De telefoon is een uitkomst voor dit gezin in een boerderij aan de rand van de stad Utrecht, vlak bij de Karel van Doormanlaan. In augustus van het vorig jaar heeft het U.N. in het licht gesteld, hoe het dit gezin ontbrak aan licht, gas en water.
Dank zij een subsidie van de gemeente en eigen bijdrage krijgt het gezin Van den Hul nu wel water. Wanneer? - Misschien over zes, mogelijk acht weken, meent mevrouw Van den Hul. Nu gaat zij daarvoor nog naar haar broer in Blauwkapel, maar wat doet een gezin met enkele bussen water? De kinderen worden gewassen met slootwater, want het water uit de pomp is niet te gebruiken.
Tonelen, zo schreef het U.N. destijds, als uit een boek van dr. Vlimmen en het is nog niet anders. De vaars staat op kalveren en er wordt ook een veulen verwacht. Weer zal men zich moeten behelpen met het licht van stallantarens. Een elektrische leiding komt er niet. Dat zou minstens 6.000 gulden kosten en wie moet dat betalen?

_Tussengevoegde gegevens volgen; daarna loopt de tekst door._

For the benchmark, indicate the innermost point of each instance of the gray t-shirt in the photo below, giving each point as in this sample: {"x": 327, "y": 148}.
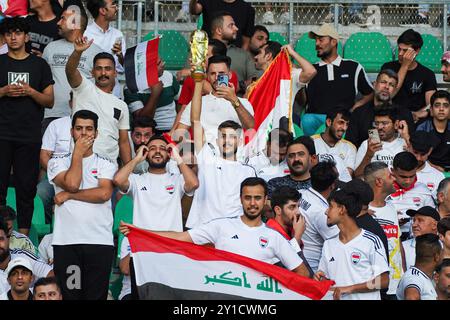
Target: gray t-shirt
{"x": 57, "y": 54}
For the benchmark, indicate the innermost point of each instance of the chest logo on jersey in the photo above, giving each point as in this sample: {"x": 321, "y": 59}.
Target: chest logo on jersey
{"x": 17, "y": 77}
{"x": 170, "y": 188}
{"x": 355, "y": 256}
{"x": 263, "y": 242}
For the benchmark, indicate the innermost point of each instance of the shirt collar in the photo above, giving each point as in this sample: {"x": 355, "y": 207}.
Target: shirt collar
{"x": 336, "y": 62}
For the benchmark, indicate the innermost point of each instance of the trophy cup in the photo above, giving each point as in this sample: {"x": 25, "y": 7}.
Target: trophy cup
{"x": 199, "y": 50}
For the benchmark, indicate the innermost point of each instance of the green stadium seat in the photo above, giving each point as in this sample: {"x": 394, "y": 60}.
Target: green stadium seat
{"x": 123, "y": 212}
{"x": 306, "y": 47}
{"x": 173, "y": 48}
{"x": 278, "y": 37}
{"x": 370, "y": 49}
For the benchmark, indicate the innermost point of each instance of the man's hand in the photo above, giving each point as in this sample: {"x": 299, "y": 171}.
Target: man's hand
{"x": 228, "y": 93}
{"x": 81, "y": 44}
{"x": 61, "y": 197}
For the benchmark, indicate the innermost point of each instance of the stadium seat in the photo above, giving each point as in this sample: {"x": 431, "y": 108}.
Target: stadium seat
{"x": 123, "y": 212}
{"x": 278, "y": 37}
{"x": 306, "y": 47}
{"x": 370, "y": 49}
{"x": 173, "y": 48}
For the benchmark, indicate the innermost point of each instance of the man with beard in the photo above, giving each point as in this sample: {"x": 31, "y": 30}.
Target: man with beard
{"x": 380, "y": 179}
{"x": 362, "y": 118}
{"x": 113, "y": 113}
{"x": 39, "y": 267}
{"x": 301, "y": 156}
{"x": 82, "y": 236}
{"x": 337, "y": 83}
{"x": 157, "y": 193}
{"x": 56, "y": 54}
{"x": 331, "y": 144}
{"x": 219, "y": 173}
{"x": 421, "y": 145}
{"x": 241, "y": 234}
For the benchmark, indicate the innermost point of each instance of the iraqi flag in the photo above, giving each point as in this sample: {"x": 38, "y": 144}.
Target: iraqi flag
{"x": 172, "y": 269}
{"x": 271, "y": 98}
{"x": 140, "y": 65}
{"x": 12, "y": 8}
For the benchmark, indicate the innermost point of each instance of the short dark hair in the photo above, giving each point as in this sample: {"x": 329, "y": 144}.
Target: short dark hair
{"x": 427, "y": 246}
{"x": 307, "y": 141}
{"x": 217, "y": 20}
{"x": 444, "y": 225}
{"x": 218, "y": 47}
{"x": 259, "y": 27}
{"x": 440, "y": 94}
{"x": 272, "y": 47}
{"x": 219, "y": 59}
{"x": 143, "y": 122}
{"x": 411, "y": 38}
{"x": 345, "y": 114}
{"x": 45, "y": 282}
{"x": 389, "y": 72}
{"x": 282, "y": 195}
{"x": 405, "y": 161}
{"x": 230, "y": 124}
{"x": 87, "y": 115}
{"x": 254, "y": 181}
{"x": 323, "y": 175}
{"x": 350, "y": 199}
{"x": 14, "y": 24}
{"x": 104, "y": 55}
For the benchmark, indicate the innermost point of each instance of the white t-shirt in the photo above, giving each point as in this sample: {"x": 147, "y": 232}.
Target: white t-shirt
{"x": 80, "y": 222}
{"x": 386, "y": 155}
{"x": 387, "y": 218}
{"x": 46, "y": 248}
{"x": 313, "y": 207}
{"x": 57, "y": 136}
{"x": 40, "y": 268}
{"x": 112, "y": 116}
{"x": 358, "y": 261}
{"x": 416, "y": 198}
{"x": 343, "y": 153}
{"x": 415, "y": 278}
{"x": 219, "y": 189}
{"x": 157, "y": 200}
{"x": 214, "y": 111}
{"x": 125, "y": 250}
{"x": 430, "y": 177}
{"x": 260, "y": 243}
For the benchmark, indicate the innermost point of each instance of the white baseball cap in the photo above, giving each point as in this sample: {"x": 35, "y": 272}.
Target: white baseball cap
{"x": 18, "y": 262}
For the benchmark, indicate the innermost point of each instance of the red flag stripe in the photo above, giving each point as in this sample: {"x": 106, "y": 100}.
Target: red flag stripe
{"x": 142, "y": 241}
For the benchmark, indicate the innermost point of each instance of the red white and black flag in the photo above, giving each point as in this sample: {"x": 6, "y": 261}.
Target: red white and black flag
{"x": 140, "y": 65}
{"x": 172, "y": 269}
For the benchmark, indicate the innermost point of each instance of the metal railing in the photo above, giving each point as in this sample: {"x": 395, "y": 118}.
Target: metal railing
{"x": 291, "y": 18}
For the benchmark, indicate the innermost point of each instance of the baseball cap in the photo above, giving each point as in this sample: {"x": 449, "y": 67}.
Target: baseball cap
{"x": 424, "y": 211}
{"x": 18, "y": 262}
{"x": 446, "y": 57}
{"x": 325, "y": 30}
{"x": 422, "y": 141}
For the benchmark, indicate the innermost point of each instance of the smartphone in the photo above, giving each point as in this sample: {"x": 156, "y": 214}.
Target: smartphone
{"x": 222, "y": 80}
{"x": 374, "y": 136}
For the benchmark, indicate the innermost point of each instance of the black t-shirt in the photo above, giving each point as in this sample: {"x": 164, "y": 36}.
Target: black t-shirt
{"x": 242, "y": 12}
{"x": 41, "y": 33}
{"x": 417, "y": 82}
{"x": 20, "y": 118}
{"x": 362, "y": 119}
{"x": 336, "y": 86}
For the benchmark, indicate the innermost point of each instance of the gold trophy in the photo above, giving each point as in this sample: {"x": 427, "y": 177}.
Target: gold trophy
{"x": 199, "y": 51}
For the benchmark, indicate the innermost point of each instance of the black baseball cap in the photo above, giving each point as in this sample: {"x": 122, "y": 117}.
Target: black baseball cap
{"x": 425, "y": 211}
{"x": 422, "y": 141}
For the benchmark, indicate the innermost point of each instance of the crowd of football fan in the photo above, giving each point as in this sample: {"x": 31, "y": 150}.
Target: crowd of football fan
{"x": 360, "y": 198}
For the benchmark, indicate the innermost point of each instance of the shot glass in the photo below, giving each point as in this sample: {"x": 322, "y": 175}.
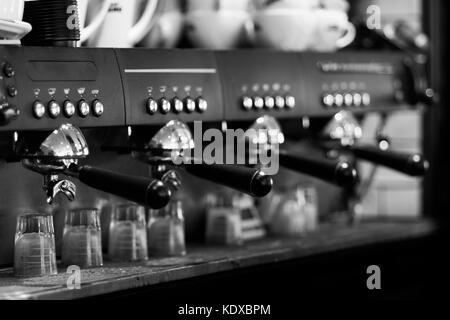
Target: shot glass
{"x": 82, "y": 239}
{"x": 166, "y": 231}
{"x": 128, "y": 234}
{"x": 34, "y": 253}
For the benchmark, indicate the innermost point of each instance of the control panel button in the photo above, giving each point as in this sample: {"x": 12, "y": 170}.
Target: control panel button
{"x": 338, "y": 100}
{"x": 98, "y": 108}
{"x": 328, "y": 100}
{"x": 11, "y": 91}
{"x": 258, "y": 103}
{"x": 8, "y": 113}
{"x": 357, "y": 99}
{"x": 202, "y": 104}
{"x": 189, "y": 105}
{"x": 177, "y": 105}
{"x": 54, "y": 109}
{"x": 247, "y": 103}
{"x": 38, "y": 109}
{"x": 69, "y": 109}
{"x": 8, "y": 70}
{"x": 151, "y": 106}
{"x": 366, "y": 99}
{"x": 83, "y": 108}
{"x": 290, "y": 101}
{"x": 280, "y": 102}
{"x": 269, "y": 102}
{"x": 165, "y": 105}
{"x": 348, "y": 99}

Weliswaar zal de gemeente deze boerderij straks in haar bezit moeten hebben terwille van het stadsplan, maar dat kan nog jaren duren. Aanleg van water - en gasleiding is verantwoord.
Een oplossing voor de kosten daarvan zijn gevonden. Maar het is te hopen voor de familie Van den Hul, dat de betrokken instanties niet al te lang wachten met de aansluiting voor dit onontwikkelde gebied, onder de rook van Utrecht.
In het gezin Van den Hul vat men het alles wel laconiek op, maar ten slotte komt er een grens aan elk uithoudingsvermogen. Gelukkig dat er nu telefoon is. De verbinding met de buitenwereld is wat dit betreft verzekerd en men maakt er dan ook het nodige gebruik van.